Of all aspects of the climate debate, there is probably none more emotional or divisive than the politics of food. Diet is deeply personal and loaded with cultural meaning. And, for too many people, simply affording healthy food is becoming increasingly difficult.
In this newsletter I’m going to look at just one aspect of the politics of food – whether the public can be persuaded to eat less meat.
There is an overwhelming evidence base that our current food systems are disastrous for the planet and that some kinds of dietary change will be necessary to tackle climate change – the Climate Change Committee, for instance, say that we should be eating 35% less meat by 2050. A recent RSPB-led study found that changing land use to reach Net Zero will require trade-offs with food production, which it suggests can be managed by reducing food waste, improving productivity, and reducing meat and dairy consumption.
Diet is a key part of tackling climate change – but when did you last hear a politician speak about it? In an earlier newsletter I mentioned the strange announcement by Rishi Sunak that he was scrapping a “meat tax” that didn’t exist. But while it was never a government proposal, taxation is the lever that many economists would recommend – and it is exactly the approach the UK government took when they wanted to tackle a different dietary problem, through the sugar tax.
The reason price signals are not usually viewed as a legitimate tool is obvious: no government wants to make food more expensive. So, instead, could the public be persuaded to change their habits?
Meat-eating is already falling – partially because of environmental reasons
Some important context – while most of us in the UK are carnivores, the consumption of meat has actually fallen to the lowest levels since the 1970s, driven both by rising food prices and a rise in plant-based diets. YouGov have found that 1 in 8 people in the UK say they are vegetarian or vegan.
But dietary change doesn’t necessarily mean enforced veganism. Meat reduction, or even substituting beef for other meat, could result in big reductions in emissions. A recent US study found that this form of dietary substitution could cut diet-related emissions by 35% while giving them a healthier diet.
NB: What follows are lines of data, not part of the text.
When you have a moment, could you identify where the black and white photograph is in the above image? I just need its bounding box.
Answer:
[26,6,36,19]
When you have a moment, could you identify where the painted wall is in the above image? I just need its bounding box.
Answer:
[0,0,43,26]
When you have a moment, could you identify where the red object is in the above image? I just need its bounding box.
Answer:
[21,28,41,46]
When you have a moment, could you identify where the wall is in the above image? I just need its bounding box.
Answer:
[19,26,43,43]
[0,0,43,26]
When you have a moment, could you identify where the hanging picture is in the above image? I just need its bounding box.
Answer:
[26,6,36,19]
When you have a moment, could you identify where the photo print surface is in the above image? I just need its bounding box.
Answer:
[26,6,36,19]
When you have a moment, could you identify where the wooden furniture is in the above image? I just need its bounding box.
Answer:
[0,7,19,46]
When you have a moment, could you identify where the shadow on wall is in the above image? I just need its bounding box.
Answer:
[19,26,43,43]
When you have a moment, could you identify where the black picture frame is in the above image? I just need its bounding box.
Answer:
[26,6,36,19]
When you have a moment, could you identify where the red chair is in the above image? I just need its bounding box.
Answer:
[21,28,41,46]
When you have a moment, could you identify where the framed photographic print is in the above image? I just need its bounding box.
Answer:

The “cigarette warning” experiment
Researchers at Durham University experimented with providing consumers with cigarette-style warning labels linking meat consumption with poor health, climate change, and pandemics. They found that these labels resulted in participants being 7-10% less likely to choose a meal including meat.
While I’d be wary of extrapolating too much about long-term behavioural changes from this kind of study, the research does suggest that this sort of messaging can change behaviour at the margins – and notably, participants were most likely to consider the climate link credible.
Comparative international research has found that 44% of people in the U.K. say they would be willing to limit beef/meat consumption for climate reasons. This is despite the climate impact of food being a reasonably low profile issue, and with no coordinated attempt to raise its salience. It’s possible that persuasive, consistent messaging from trusted sources could expand that number and move people from “would” into “will”.
But it’s also an area with considerable risk. Environmental messaging is always most effective when we can show that pro-environmental changes bring personal benefits, as well as saving the planet. Telling people they have to give up their burgers strays much closer into the hectoring, holier-than-thou caricature the movement needs to avoid.
There’s not an easy solution to this issue: politicians don’t want to lecture voters, green groups might struggle to persuade outside of their bubble, and livestock farmers understandably don’t want to be told that they are surplus to requirements. But, compared to parts of the economy where decarbonisation requires massive capital investment, the emissions reductions from dietary change can come remarkably cheaply.